Is the Police Baton Useful in Self-Defense? How to make Risk Assessment with Statistics

Is it the % of the risk that counts?
Is the Police Baton Useful in Self-Defense? How to make Risk Assessment with Statistics
Photo by Nathan Dumlao / Unsplash

I was watching a self-defense channel these days, and I ended up seeing this video:

And I thought "what a great opportunity to explain how statistically based decision-making works"!

In this case "statistics" is being misused.

The dude in the video is talking about how if 99% of the time a baton isn't useful, it shouldn't be used. This is not a good use of statistics. We must take into account the outcomes of the decision, not just the probability of the outcomes occurring.

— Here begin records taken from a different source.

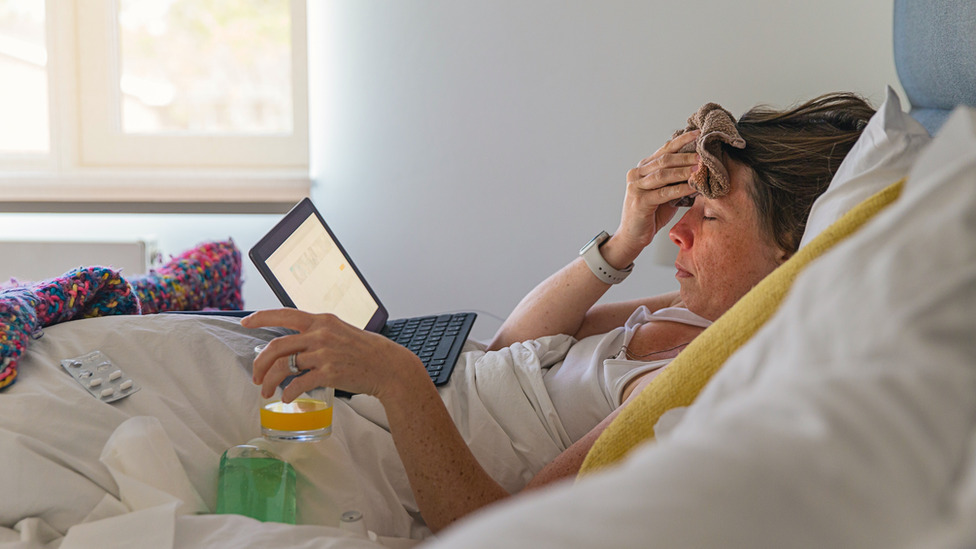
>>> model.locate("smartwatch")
[580,231,634,284]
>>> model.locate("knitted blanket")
[0,240,244,390]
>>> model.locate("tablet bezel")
[247,198,390,332]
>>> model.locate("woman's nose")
[668,210,695,249]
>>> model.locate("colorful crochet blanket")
[0,240,244,389]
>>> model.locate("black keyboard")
[380,312,478,385]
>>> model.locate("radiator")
[0,239,159,286]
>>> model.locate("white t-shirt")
[543,307,711,440]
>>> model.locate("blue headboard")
[893,0,976,133]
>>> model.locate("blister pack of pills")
[61,351,139,402]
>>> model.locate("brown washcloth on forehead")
[671,103,746,198]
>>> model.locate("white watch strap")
[580,231,634,284]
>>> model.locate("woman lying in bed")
[242,94,874,531]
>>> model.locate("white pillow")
[431,108,976,549]
[800,86,931,247]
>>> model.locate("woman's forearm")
[488,234,639,350]
[382,366,509,532]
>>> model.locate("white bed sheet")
[0,315,572,547]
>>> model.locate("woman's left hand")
[241,309,429,402]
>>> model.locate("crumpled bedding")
[0,314,573,548]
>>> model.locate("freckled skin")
[669,158,788,320]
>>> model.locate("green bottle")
[217,438,296,524]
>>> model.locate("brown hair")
[723,93,875,255]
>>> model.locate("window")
[0,0,309,210]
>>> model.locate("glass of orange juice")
[261,387,335,442]
[254,344,335,442]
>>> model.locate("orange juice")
[261,395,332,442]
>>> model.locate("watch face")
[580,231,610,255]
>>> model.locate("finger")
[637,130,701,168]
[637,152,701,176]
[252,334,305,386]
[633,164,698,191]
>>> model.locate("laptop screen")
[249,199,386,331]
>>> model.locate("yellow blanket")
[579,179,905,476]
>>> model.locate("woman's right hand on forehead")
[614,130,701,257]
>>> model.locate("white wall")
[310,0,897,335]
[0,0,900,337]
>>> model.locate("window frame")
[0,0,311,212]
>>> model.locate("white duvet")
[0,314,572,547]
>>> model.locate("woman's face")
[669,162,788,320]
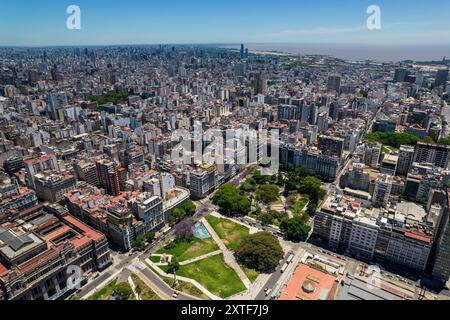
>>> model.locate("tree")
[280,218,311,242]
[235,232,284,272]
[240,178,256,192]
[145,232,156,243]
[175,218,194,242]
[170,208,186,225]
[253,170,269,185]
[181,199,197,217]
[213,183,251,216]
[258,212,273,226]
[255,184,280,205]
[167,256,180,274]
[113,282,133,300]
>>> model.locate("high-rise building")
[317,135,345,158]
[394,68,409,82]
[255,73,267,95]
[327,76,341,93]
[278,104,299,121]
[413,142,450,168]
[0,204,111,300]
[96,159,120,196]
[372,175,392,208]
[48,92,69,120]
[434,69,449,87]
[395,146,414,177]
[73,161,98,186]
[432,191,450,283]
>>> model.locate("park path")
[145,259,222,300]
[200,218,252,290]
[128,275,142,300]
[180,250,222,266]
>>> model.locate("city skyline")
[0,0,450,47]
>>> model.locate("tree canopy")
[213,183,251,216]
[113,282,133,300]
[235,232,284,272]
[280,218,311,242]
[255,184,280,205]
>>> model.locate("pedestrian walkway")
[145,259,222,300]
[180,250,222,266]
[201,218,252,289]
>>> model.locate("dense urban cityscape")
[0,45,450,300]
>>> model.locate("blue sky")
[0,0,450,46]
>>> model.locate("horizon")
[0,0,450,47]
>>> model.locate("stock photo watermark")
[367,4,381,31]
[66,4,81,30]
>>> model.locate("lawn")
[88,279,136,300]
[177,255,246,298]
[240,265,259,283]
[148,265,211,300]
[131,274,161,300]
[89,279,117,300]
[206,216,249,251]
[150,256,161,263]
[292,197,309,217]
[156,238,219,261]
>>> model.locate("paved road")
[255,244,302,300]
[140,268,198,301]
[73,167,252,300]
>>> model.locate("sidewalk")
[200,218,252,289]
[145,259,222,300]
[180,250,222,266]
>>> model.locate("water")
[223,44,450,62]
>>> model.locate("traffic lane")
[256,245,301,300]
[141,268,198,301]
[77,271,113,298]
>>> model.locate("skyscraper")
[434,69,448,87]
[327,76,341,93]
[48,92,69,120]
[255,73,267,94]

Carrying a baton vs not carrying one means having an advantage in a real fight vs not having it.

Worst case scenario, if you don't have an advantage, you lose, and you DIE.

Worst case scenario, if you do have an advantage, you win, and you get arrested.

Notice how I didn't talk about the first worst-case scenario twice, if you do have an advantage and you die, you were no better than the first case, an advantage bought you nothing.

Now, even if you have only a 1% chance of increasing your odds, that is what you should do. It makes you less Fragile, or less Concave in your exposure to risk.

By this dude's same logic, nuclear reactors only blow up 1% of the time, so why even try to increase security measures? The answer is, it's not the percentage of the possibility of failure that counts, but the actual impact if it does happen.